JOE MICHAEL MEMORIAL TRAIL – 3 miles
BIRD’S IMPOUNDMENT TRAIL – 2.7 miles
Designated as a bird sanctuary by Teddy Roosevelt in March 1903, Pelican Island became the first National Wildlife Refuge in the United States. Pelican Island NWR is located within the Indian River Lagoon, the most biologically diverse estuary in the United States. The refuge is famous for its Brown Pelican rookery, but 15 additional species also nest on the 4.2-acre Pelican Island, including Wood Stork, Anhinga, American Oystercatcher, and many herons and egrets. At least 15 other bird species use the island to feed and rest. Although the island itself is off limits to visitors, it is viewable up close from a boat (keep outside the closed area) or from a distance from land. Take the ¾ mile Centennial to an elevated observation tower with two fixed viewing scopes, one of which is wheelchair-accessible. This trail also showcases the history of the National Wildlife Refuge System (great for history buffs).

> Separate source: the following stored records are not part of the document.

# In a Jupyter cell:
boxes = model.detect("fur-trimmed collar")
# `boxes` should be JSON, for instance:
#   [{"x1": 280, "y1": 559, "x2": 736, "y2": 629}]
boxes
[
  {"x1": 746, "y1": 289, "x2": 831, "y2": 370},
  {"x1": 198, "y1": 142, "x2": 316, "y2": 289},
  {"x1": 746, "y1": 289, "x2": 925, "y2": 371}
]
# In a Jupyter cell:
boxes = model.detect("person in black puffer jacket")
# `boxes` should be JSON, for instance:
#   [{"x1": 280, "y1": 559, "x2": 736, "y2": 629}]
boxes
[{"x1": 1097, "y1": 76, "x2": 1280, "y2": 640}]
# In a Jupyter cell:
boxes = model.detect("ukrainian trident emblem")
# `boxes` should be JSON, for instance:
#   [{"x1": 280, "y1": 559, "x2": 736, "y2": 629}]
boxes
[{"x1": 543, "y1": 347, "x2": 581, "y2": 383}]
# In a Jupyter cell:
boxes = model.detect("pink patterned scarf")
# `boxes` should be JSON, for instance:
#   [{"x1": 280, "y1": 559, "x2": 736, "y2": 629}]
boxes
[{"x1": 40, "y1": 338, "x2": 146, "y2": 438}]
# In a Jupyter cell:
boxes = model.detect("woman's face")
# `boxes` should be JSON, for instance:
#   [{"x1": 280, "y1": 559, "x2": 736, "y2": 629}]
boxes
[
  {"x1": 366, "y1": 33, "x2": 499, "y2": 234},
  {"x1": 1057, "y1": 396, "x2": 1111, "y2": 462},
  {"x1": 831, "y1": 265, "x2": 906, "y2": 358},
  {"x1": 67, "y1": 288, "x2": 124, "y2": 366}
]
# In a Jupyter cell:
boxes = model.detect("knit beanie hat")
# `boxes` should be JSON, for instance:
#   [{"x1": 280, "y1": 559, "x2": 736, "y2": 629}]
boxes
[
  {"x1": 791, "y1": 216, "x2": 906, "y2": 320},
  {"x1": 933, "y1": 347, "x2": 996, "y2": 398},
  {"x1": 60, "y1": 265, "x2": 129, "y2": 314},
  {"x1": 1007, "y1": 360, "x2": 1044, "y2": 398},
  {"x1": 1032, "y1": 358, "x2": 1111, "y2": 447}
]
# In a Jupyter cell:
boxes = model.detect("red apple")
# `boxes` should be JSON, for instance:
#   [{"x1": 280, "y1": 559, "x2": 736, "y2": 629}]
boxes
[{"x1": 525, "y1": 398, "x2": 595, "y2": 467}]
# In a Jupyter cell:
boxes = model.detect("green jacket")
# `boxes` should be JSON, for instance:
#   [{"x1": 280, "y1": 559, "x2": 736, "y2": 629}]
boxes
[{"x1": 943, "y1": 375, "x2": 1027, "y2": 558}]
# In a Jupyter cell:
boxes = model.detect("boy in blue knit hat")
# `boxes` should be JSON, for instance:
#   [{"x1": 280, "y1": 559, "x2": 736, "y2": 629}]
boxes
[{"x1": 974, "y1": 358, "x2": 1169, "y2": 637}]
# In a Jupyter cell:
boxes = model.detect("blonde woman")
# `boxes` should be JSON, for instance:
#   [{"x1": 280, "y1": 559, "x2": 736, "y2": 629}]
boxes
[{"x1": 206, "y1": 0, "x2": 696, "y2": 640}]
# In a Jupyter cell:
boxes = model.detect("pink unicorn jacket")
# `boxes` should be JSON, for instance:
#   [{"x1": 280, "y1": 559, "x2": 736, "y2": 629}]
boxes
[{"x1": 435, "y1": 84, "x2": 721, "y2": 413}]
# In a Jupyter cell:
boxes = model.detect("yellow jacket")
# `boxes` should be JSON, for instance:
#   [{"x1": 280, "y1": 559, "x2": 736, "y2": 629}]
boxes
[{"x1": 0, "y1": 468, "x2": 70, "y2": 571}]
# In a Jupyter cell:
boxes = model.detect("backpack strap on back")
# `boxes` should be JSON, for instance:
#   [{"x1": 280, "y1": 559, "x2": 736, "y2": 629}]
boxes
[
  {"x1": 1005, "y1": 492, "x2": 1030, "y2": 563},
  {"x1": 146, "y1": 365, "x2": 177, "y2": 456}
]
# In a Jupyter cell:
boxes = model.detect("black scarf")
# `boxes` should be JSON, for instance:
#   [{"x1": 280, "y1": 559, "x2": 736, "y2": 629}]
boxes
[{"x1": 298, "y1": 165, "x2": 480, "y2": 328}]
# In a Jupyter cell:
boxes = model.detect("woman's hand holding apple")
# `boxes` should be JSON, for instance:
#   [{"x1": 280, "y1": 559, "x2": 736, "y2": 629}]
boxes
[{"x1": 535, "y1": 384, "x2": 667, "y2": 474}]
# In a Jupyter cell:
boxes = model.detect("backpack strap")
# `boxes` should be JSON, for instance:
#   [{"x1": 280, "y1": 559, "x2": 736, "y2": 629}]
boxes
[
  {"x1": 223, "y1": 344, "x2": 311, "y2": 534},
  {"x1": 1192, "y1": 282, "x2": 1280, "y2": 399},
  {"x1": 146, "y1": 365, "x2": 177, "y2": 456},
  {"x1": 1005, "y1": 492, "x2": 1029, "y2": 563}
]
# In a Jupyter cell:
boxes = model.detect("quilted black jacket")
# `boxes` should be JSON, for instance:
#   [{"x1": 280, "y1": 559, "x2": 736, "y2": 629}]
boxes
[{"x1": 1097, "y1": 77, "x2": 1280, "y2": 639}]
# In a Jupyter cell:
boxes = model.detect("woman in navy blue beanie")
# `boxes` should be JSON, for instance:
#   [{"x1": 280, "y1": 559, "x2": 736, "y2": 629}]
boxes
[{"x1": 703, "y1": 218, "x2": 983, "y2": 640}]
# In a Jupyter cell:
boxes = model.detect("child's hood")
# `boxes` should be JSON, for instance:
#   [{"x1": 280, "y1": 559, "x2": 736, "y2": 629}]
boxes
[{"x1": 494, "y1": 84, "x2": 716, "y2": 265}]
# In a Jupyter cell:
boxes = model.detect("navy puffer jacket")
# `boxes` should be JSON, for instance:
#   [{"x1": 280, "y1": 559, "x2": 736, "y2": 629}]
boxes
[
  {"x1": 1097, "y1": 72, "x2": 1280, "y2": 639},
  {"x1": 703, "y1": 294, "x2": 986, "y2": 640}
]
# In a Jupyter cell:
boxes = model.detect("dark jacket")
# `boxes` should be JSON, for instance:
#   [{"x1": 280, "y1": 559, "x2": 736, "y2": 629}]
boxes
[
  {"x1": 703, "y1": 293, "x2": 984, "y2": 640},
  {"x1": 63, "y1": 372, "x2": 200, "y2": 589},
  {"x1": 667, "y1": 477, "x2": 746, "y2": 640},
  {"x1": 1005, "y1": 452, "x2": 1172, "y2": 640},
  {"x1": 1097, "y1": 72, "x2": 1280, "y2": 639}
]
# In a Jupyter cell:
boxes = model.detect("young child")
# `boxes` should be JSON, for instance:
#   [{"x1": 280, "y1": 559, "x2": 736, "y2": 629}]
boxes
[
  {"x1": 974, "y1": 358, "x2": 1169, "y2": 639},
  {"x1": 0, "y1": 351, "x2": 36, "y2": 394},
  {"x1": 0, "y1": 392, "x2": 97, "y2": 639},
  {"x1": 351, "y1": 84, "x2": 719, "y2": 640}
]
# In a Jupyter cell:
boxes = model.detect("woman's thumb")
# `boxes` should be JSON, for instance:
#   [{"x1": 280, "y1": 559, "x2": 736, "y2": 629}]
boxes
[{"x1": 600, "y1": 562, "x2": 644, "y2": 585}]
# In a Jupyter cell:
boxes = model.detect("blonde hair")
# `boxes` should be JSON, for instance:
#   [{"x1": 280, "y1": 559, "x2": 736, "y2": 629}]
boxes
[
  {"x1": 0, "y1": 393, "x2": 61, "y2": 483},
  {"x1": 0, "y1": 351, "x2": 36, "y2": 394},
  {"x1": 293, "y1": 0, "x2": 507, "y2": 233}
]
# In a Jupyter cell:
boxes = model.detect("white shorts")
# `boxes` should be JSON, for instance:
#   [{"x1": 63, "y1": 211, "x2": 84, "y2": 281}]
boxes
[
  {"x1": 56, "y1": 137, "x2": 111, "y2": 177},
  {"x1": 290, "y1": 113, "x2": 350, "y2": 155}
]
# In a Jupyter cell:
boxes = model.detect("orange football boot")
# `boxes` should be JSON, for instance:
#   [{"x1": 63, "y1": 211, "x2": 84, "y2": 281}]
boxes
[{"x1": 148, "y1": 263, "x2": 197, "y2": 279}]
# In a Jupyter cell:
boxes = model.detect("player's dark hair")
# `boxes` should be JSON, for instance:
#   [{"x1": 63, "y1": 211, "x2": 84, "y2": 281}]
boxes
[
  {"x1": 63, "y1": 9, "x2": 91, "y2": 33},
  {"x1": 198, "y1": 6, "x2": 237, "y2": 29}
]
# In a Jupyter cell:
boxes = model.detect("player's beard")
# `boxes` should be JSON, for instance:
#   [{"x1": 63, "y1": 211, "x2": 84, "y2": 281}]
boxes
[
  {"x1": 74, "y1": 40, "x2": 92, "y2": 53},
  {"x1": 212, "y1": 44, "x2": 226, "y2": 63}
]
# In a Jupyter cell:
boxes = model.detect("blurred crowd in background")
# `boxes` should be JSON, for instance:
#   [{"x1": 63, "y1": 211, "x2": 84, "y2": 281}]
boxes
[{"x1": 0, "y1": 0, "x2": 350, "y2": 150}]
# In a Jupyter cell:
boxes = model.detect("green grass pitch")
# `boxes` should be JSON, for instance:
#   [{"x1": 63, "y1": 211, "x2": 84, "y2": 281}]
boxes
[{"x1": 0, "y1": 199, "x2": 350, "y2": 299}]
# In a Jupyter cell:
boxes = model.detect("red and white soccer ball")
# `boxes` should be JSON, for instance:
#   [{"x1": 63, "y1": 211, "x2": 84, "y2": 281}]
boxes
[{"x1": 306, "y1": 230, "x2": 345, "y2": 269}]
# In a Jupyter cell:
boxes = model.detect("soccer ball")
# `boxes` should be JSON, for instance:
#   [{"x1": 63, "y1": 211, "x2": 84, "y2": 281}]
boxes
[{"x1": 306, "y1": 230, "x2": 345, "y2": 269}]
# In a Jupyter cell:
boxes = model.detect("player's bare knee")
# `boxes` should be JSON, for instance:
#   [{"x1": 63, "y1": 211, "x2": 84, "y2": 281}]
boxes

Two additional foot trails (2.7 and 3 miles each) around impoundments and mangroves give additional birding options, including a new observation deck over the mudflats on the Joe Michael Memorial Trail. Roseate Spoonbill and Magnificent Frigatebird are summer visitors, and ducks, shorebirds and American White Pelican overwinter here. Seasonal visitors include Black Tern, Yellow Warbler, Eastern Wood-Pewee and West Indian Manatee. This site has a butterfly garden with two interpretive panels on the refuge’s butterflies and the Monarch life cycle. The checklist contains more than 30 butterfly species; search for Giant Swallowtail, Cassius Blue, Mangrove Buckeye, Mangrove Skipper and Painted Lady. The large and spectacular Malachite, normally found much further south, has turned up here in January. The refuge holds a wildlife festival each March.
***Bring lots of water, sunscreen, and lunch as we will eat on location! BYOB optional.